Denim, Slavery and the Fabric of Change
Cultural architect and Trap Heals Founder Damon Turner.  (Source: Levi's x Fresco Steez)

Steez shares that denim, which over the centuries has become an iconic American material, is rooted in slavery, saying, "I appreciate Levi's making the space for me to say that Black people invented denim — and I want everybody to know that."

From the indigo-dying tradition of Nigeria's Osogbo people to the exploitation of slave labor in the Deep South, then later sharecroppers and Black tenant farmers, denim evolved from a material that exploited labor to one that empowered change.

"Black political struggle is one of the anchoring factors and what popularized denim in this country," says Steez. Denim's presence was seismic at the 1963 March on Washington and decades later at the Million Man March. From Woodstock to protests against the U.S.'s involvement in Vietnam to the Black Lives Matter movement, denim has been at the forefront of freedom of expression and social justice.

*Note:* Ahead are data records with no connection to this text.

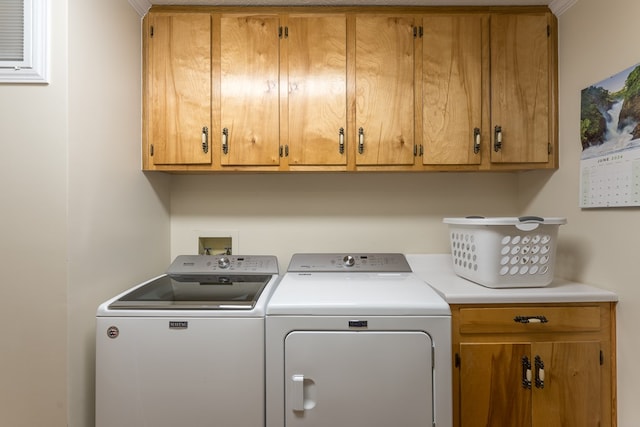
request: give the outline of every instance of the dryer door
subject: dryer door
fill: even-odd
[[[431,337],[295,331],[285,340],[287,427],[433,424]]]

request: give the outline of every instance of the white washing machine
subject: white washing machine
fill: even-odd
[[[296,254],[266,317],[267,427],[450,427],[451,312],[402,254]]]
[[[96,427],[264,427],[273,256],[180,256],[97,312]]]

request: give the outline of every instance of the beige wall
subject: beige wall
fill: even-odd
[[[94,425],[98,304],[170,262],[170,178],[140,171],[141,50],[127,0],[69,0],[70,427]]]
[[[0,425],[91,427],[95,310],[169,259],[140,172],[140,17],[55,0],[51,83],[0,84]]]
[[[0,425],[67,421],[66,1],[49,85],[0,84]]]
[[[199,231],[230,231],[235,253],[449,252],[445,216],[514,215],[513,174],[175,176],[171,255]]]
[[[639,208],[580,209],[580,91],[640,62],[637,0],[579,0],[560,26],[560,170],[544,186],[542,174],[523,174],[526,211],[557,211],[568,218],[559,239],[565,276],[618,293],[619,425],[638,425],[640,407]]]

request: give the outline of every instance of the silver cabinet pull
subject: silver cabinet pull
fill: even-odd
[[[206,126],[202,128],[202,151],[209,152],[209,128]]]
[[[344,128],[338,131],[338,152],[344,154]]]
[[[502,126],[496,126],[493,129],[493,151],[502,150]]]
[[[222,152],[227,154],[229,152],[229,129],[222,129]]]
[[[364,129],[358,129],[358,153],[364,153]]]
[[[478,154],[480,152],[480,129],[473,129],[473,153]]]

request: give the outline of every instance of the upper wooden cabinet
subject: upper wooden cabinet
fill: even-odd
[[[549,12],[423,18],[425,165],[557,167]]]
[[[147,19],[145,169],[210,164],[211,16]]]
[[[491,15],[492,162],[548,163],[557,149],[550,117],[550,18]]]
[[[277,15],[220,20],[220,124],[223,165],[280,162],[280,40]]]
[[[143,168],[555,168],[545,7],[153,7]]]
[[[347,19],[344,14],[288,16],[285,155],[290,166],[347,163]]]
[[[355,19],[357,165],[412,165],[414,18]]]
[[[482,159],[485,15],[422,19],[422,144],[426,165]],[[486,112],[485,112],[486,114]],[[485,132],[486,134],[486,132]]]

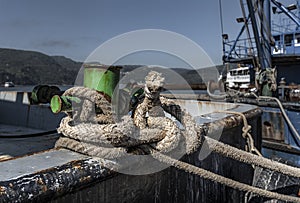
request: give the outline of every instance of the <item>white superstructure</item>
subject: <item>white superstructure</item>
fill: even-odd
[[[239,67],[227,72],[226,83],[229,88],[248,88],[250,85],[249,67]]]

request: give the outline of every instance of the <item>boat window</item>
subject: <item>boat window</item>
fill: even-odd
[[[284,36],[284,44],[286,46],[291,46],[292,45],[292,40],[293,40],[293,35],[292,34],[289,34],[289,35],[285,35]]]
[[[297,40],[297,43],[300,43],[300,33],[295,34],[295,39]]]
[[[275,41],[280,41],[280,35],[276,35],[273,37]]]

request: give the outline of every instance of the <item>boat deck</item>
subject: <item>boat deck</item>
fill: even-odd
[[[0,160],[51,149],[58,137],[55,132],[0,124]]]
[[[216,111],[230,110],[245,113],[252,126],[255,145],[260,148],[259,129],[262,112],[255,106],[191,100],[178,100],[178,102],[180,106],[187,107],[187,111],[196,122],[207,130],[199,131],[201,136],[213,137],[239,149],[245,148],[245,140],[241,136],[242,118]],[[40,145],[40,148],[45,149],[47,146],[41,144],[45,143],[45,140],[39,139],[50,139],[53,146],[57,138],[55,136],[58,134],[28,139],[0,138],[4,140],[1,142],[3,145],[0,145],[0,149],[6,149],[6,154],[13,156],[17,155],[14,153],[21,154],[26,144],[27,147]],[[51,144],[49,142],[47,144],[51,148]],[[176,152],[176,149],[174,150]],[[210,152],[203,146],[193,154],[183,155],[180,159],[214,173],[251,184],[253,168],[250,165],[240,164]],[[34,153],[34,150],[31,153]],[[159,165],[156,160],[149,159],[149,161],[142,158],[129,155],[122,157],[121,160],[108,160],[100,157],[92,158],[66,149],[51,149],[0,161],[0,171],[3,171],[0,175],[0,188],[3,191],[0,194],[0,202],[61,203],[86,202],[88,199],[90,202],[221,202],[222,200],[222,202],[238,203],[244,200],[243,192],[223,187],[173,167],[166,166],[164,170],[158,170],[156,167]],[[158,171],[149,173],[148,169],[152,168]],[[116,173],[118,171],[119,173]],[[137,173],[138,171],[142,173]]]
[[[0,169],[3,172],[0,173],[0,182],[86,158],[88,157],[85,155],[61,149],[36,153],[31,156],[10,160],[9,162],[0,162]]]
[[[17,126],[17,125],[0,124],[0,137],[4,137],[4,136],[15,137],[15,136],[43,133],[43,132],[44,130],[41,129],[28,128],[28,127]]]

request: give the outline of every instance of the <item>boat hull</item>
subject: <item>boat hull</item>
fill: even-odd
[[[261,110],[251,105],[182,100],[181,106],[194,114],[210,136],[244,150],[243,122],[237,115],[214,113],[232,110],[245,113],[252,136],[261,146]],[[191,106],[193,108],[191,108]],[[197,107],[197,108],[196,108]],[[195,109],[196,108],[196,109]],[[199,114],[200,112],[200,114]],[[203,114],[201,114],[203,112]],[[221,129],[221,131],[220,131]],[[204,150],[204,151],[203,151]],[[203,152],[206,152],[203,153]],[[43,160],[43,161],[41,161]],[[180,160],[251,184],[253,168],[216,153],[207,153],[205,144]],[[34,166],[34,168],[30,168]],[[136,163],[130,167],[138,167]],[[11,170],[14,168],[14,170]],[[244,192],[215,183],[173,167],[145,175],[126,175],[114,170],[114,162],[93,159],[64,149],[0,162],[0,202],[242,202]],[[30,185],[30,187],[28,187]]]

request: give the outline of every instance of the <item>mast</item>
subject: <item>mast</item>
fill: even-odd
[[[271,55],[271,14],[270,1],[253,2],[247,0],[247,6],[255,39],[260,71],[258,72],[257,87],[261,95],[272,96],[276,90],[276,78],[272,68]]]
[[[255,77],[255,84],[259,91],[259,94],[264,96],[273,96],[273,93],[277,89],[276,69],[272,64],[272,46],[275,46],[275,39],[271,33],[271,4],[276,7],[272,7],[273,13],[283,13],[289,19],[296,24],[296,30],[300,29],[300,0],[297,0],[297,5],[291,4],[285,7],[277,0],[240,0],[243,18],[237,18],[237,22],[244,22],[242,29],[240,30],[235,41],[228,41],[223,38],[223,61],[225,62],[242,62],[253,64],[254,68],[259,71],[257,77]],[[245,12],[244,5],[247,5],[248,13]],[[294,9],[298,9],[298,15],[291,12]],[[279,9],[277,12],[276,9]],[[248,23],[248,21],[250,23]],[[248,25],[251,24],[252,33],[250,34]],[[249,47],[244,43],[244,39],[240,39],[243,32],[247,32],[247,39]],[[222,33],[223,34],[223,33]],[[297,32],[298,37],[299,32]],[[223,35],[222,35],[223,36]],[[295,37],[294,35],[293,37]],[[254,39],[255,48],[249,54],[249,50],[252,49],[252,39]],[[297,39],[297,43],[299,40]],[[292,41],[294,43],[294,41]],[[279,46],[285,48],[285,44],[281,43]],[[225,48],[225,50],[224,50]],[[277,50],[277,47],[274,48]],[[250,60],[252,61],[250,62]]]
[[[260,64],[259,68],[261,70],[265,70],[272,66],[270,46],[270,2],[269,0],[263,0],[261,4],[257,4],[258,8],[255,9],[253,0],[247,0],[247,6],[249,9],[253,35],[257,48],[257,55]],[[256,13],[258,13],[259,22],[257,21]],[[260,30],[259,24],[261,25]]]
[[[266,68],[272,68],[272,51],[271,51],[271,3],[269,0],[262,1],[262,42],[265,56]]]

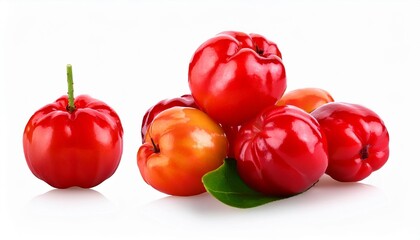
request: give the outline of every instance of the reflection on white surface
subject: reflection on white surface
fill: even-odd
[[[138,206],[132,214],[142,215],[172,234],[184,235],[191,229],[206,233],[204,239],[243,236],[245,232],[246,239],[298,235],[302,238],[293,239],[328,239],[331,234],[343,237],[349,231],[347,226],[361,222],[362,226],[351,230],[352,236],[375,233],[377,229],[368,223],[378,214],[389,216],[389,203],[387,194],[377,187],[340,183],[323,176],[313,188],[300,195],[255,208],[233,208],[204,193],[193,197],[164,197]],[[383,225],[392,224],[389,222],[392,220],[385,219]],[[345,239],[341,237],[337,239]]]
[[[327,228],[341,236],[342,231],[348,230],[343,226],[352,226],[355,221],[365,223],[359,226],[359,232],[376,231],[366,223],[381,212],[389,216],[384,211],[389,210],[389,203],[380,188],[364,183],[340,183],[327,176],[307,192],[250,209],[229,207],[207,193],[167,196],[148,204],[116,209],[92,189],[55,189],[33,198],[16,226],[23,234],[47,233],[51,239],[62,237],[65,232],[69,239],[81,233],[100,234],[104,239],[137,235],[149,238],[155,234],[160,239],[171,239],[205,233],[200,239],[206,240],[232,238],[245,229],[247,239],[272,239],[273,234],[327,236],[331,234],[325,232]],[[385,226],[393,224],[385,218],[383,221]],[[114,231],[116,226],[118,231]]]
[[[116,210],[93,189],[54,189],[32,198],[11,224],[17,239],[92,239],[98,234],[105,239],[114,229]]]
[[[387,202],[386,194],[377,187],[360,182],[341,183],[323,176],[313,188],[300,195],[250,209],[229,207],[205,193],[193,197],[168,196],[143,206],[141,211],[150,218],[171,225],[179,222],[176,220],[179,216],[190,215],[186,219],[193,225],[210,219],[217,219],[220,223],[237,222],[246,217],[249,220],[244,227],[263,224],[264,221],[294,227],[298,223],[336,222],[351,218],[375,211]],[[200,227],[201,224],[197,225]]]
[[[83,217],[115,212],[115,206],[93,189],[53,189],[33,198],[25,208],[32,216]]]

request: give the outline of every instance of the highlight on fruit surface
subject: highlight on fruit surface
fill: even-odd
[[[293,105],[310,113],[329,102],[334,102],[334,99],[331,94],[324,89],[298,88],[286,92],[280,100],[277,101],[276,105]]]

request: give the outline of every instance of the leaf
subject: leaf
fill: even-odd
[[[232,207],[252,208],[284,198],[266,196],[248,187],[238,175],[235,159],[225,159],[222,166],[205,174],[202,181],[207,192]]]

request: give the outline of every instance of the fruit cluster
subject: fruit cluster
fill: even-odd
[[[188,83],[191,94],[160,101],[142,122],[138,167],[161,192],[213,194],[213,186],[229,185],[225,168],[234,166],[229,174],[239,174],[242,188],[284,198],[323,174],[360,181],[388,159],[389,134],[375,112],[335,102],[319,88],[285,92],[281,52],[261,35],[229,31],[208,39],[193,54]]]
[[[36,111],[23,133],[29,169],[56,188],[91,188],[111,177],[123,151],[116,111],[87,95],[68,95]],[[258,34],[222,32],[195,51],[190,94],[144,115],[137,152],[141,176],[170,195],[208,191],[235,207],[254,207],[310,189],[322,175],[360,181],[389,157],[381,118],[325,90],[286,92],[277,45]]]

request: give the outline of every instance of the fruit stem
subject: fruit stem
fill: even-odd
[[[73,70],[71,64],[67,64],[67,96],[69,98],[67,111],[72,113],[76,110],[76,107],[74,106]]]

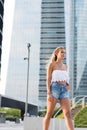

Steez turned to several key moments in Black history for the Levi's collection, including the Haitian Revolution, Reconstruction, the Civil Rights Movement and Black Power, among others, to create a visual tapestry that delivers high-impact visibility through symbolism and typography.

"I started with, 'How can I connect for folks that all of these political movements lay the foundation for each other?' All of these things are connected," says Steez. These young Black people are out on the streets because the Black Panther Party took to the streets in the 70s. They Were able to take to the streets and advance on the political analysis of the Civil Rights Movement. And the Civil Rights Movement, they were able to make advancements on a movement before them. What I wanted to do in this collection is connect all these different political movements as a large arc of political struggle for Black folks. It's no coincidence that folks are fighting for what they're fighting for today. It's a long fight that didn't start in 2013."

'We Have to Expand the Storytelling'

'We Have to Expand the Storytelling'

Steez has long explored political struggle through a Black, queer feminist lens and brings that vantage point to the Levi's collection with a "Stonewall is Black History" patch. She says it's only been in the past decade that there's been a larger movement to reconsider that police violence only happens to Black men and boys.

"We have to get expansive across gender. If we are making an assessment, we have to actually do some analysis on who gets prioritized when we're talking about violence against Black people. We have to design a Liberation that doesn't just look like My Brothers' Keeper," says Steez. "An expansive solution that encompasses the Black trans woman doing sex work; the Black single mom that's the head of her household that isn't getting paid a living wage; the young queer folks experiencing violence on their campuses and have no community to turn to for protection. To expand those solutions, we have to expand the storytelling, which means that you have to understand that there were black Trans and queer folks on plantations experiencing an entirely different set of abuses."

Steez acknowledges the now-famous Black LGBTQ social justice leaders that worked in tandem with other movements. "You can't talk about Martin Luther King without talking about Marsha P. Johnson," she says. "You can't talk about the Black Panther Party, the Zapatistas, or the Young Lords without talking about Sylvia Rivera — you can't talk about all these different political movements of the 90s without talking about Act Up. Don't try it. We can assert that "Black Trans Lives Matter' and organize young queer folks to build on the work of Marsha P. Johnson; because that brick got picked up and thrown. I'm about telling the full truth. That patch and that design are about telling the full truth of Black history and Black History Month."